Here is what Chinta had to say:
“Thank you, Sandeep. I couldn’t agree more about Tara Sinha. Circa 1991, though, her agency was thrown out of AAAI – for, ironically, breaking new ground.
The offence was that on one account, Videocon, they did the creative work and media planning, but handed over to another agency for media buying, and of course in that process shared the 15 per cent agency commission. That was labelled discounting, and was meant to be a violation of AAAI rules.
Sinha was summoned by the AAAI. R K Swamy accompanied her to lend support. Mine was the lone dissenting voice on the Executive Committee, which included AAAI laureates Anil Kapoor (in the Chair), Goutam Rakshit and Arun Nanda. When I pointed out that Hindustan Lever had been doing the same thing for many years, Nanda said it was he who initiated the practice when at Lever, and told me, “You should tell Hindustan Lever to stop it.”
That was some six years before Carat started in India, in 1997, and ten before Universal McCann and Mindshare did.
Roda Mehta said in her acceptance speech that the award to her was for the work she did from 1976 to 1992. By that token it is not too late for AAAI to honour Tara Sinha and indeed to make up to her. All they have to do is to tacitly acknowledge that their committee of 25 years ago didn’t see the future coming, when she did”. - Chintamani Rao
I salute Chinta. For his narration.  And for urging, “it is not too late for AAAI to honour Tara Sinha and indeed to make up to her. All they have to do is to tacitly acknowledge that their committee of 25 years ago didn’t see the future coming, when she did”. AAAI has always been a closed-door elite club, with no place for ‘outsiders’. In a manner of speaking Tara Sinha was an outsider. And so she was treated.

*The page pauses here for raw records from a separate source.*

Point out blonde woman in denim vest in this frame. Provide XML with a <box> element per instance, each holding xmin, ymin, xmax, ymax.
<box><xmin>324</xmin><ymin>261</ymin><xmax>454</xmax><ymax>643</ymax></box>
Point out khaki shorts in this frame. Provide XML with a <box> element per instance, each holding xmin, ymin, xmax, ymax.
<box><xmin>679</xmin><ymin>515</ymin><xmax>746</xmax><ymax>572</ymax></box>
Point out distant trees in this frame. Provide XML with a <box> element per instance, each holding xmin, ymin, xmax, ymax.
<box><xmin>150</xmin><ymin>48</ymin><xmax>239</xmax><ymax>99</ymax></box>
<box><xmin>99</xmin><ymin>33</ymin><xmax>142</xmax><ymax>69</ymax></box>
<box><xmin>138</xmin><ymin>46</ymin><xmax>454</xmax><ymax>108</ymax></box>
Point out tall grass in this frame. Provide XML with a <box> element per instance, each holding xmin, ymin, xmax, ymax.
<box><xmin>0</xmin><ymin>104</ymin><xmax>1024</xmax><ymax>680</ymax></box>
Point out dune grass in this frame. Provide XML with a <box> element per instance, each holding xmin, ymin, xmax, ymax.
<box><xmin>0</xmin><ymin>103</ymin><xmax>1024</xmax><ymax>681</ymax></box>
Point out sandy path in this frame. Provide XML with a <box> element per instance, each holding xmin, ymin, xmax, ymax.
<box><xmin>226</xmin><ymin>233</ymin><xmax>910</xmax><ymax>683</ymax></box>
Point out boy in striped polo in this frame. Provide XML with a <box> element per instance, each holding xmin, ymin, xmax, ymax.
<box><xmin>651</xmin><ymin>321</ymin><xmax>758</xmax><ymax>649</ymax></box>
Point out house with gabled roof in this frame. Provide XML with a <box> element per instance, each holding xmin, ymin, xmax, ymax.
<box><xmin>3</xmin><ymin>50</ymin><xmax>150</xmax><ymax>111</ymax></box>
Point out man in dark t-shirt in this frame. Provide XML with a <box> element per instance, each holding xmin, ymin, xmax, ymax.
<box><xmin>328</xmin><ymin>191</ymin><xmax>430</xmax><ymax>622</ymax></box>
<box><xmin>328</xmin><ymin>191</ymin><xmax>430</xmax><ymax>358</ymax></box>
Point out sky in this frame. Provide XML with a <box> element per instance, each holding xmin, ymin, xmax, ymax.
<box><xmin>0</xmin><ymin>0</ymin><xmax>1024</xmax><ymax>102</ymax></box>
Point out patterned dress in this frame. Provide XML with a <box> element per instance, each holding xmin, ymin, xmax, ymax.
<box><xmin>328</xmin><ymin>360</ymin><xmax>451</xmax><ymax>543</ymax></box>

The AAAI has never really changed (or mended) its ways. When I was the chairman and India JV partner of Dentsu, I too was subjected to treatment very similar to what was meted out to Tara Sinha. Circa 2007-8, I had done an inventory re-selling deal with Sony TV for the newly launched IPL. I had picked up 800 seconds per match, for 59 matches in IPL-1, in a bulk deal. Many of the AAAI members objected. Dentsu, they said, was being unethical. It could not be allowed to act as a media reseller. The IBF-AAAI appointed an Ethics Committee to investigate the matter. I refused to appear before the committee as the chairman, and one of the members, had in fact bought the very same Sony-IPL inventory from us at Dentsu. So if I had been unethical in selling the Sony-IPL inventory, I reasoned those who had bought inventory from us were equally guilty. The chairman and the said member had to step down. The committee was re-constituted with Lynn D’Souza in the chair, Paritosh Joshi (then Star TV) and I. Venkat (of Eenadu) as members. I presented my own case before the Committee. I said, much like Tara Sinha would have done many years earlier, that the world was changing and the AAAI needed to be more open-minded to market realities. Lynn and team gave me a patient hearing.
I eventually was let-off with a mild reprimand. (For details, read pages 238-239 of Konjo-Fighting Spirit, by Sandeep Goyal, Harper Collins, 2014).
Enough I think has been sad on the subject for now.
I am happy, as I said earlier, to have stirred up the industry; and I have no intent to stir up a controversy!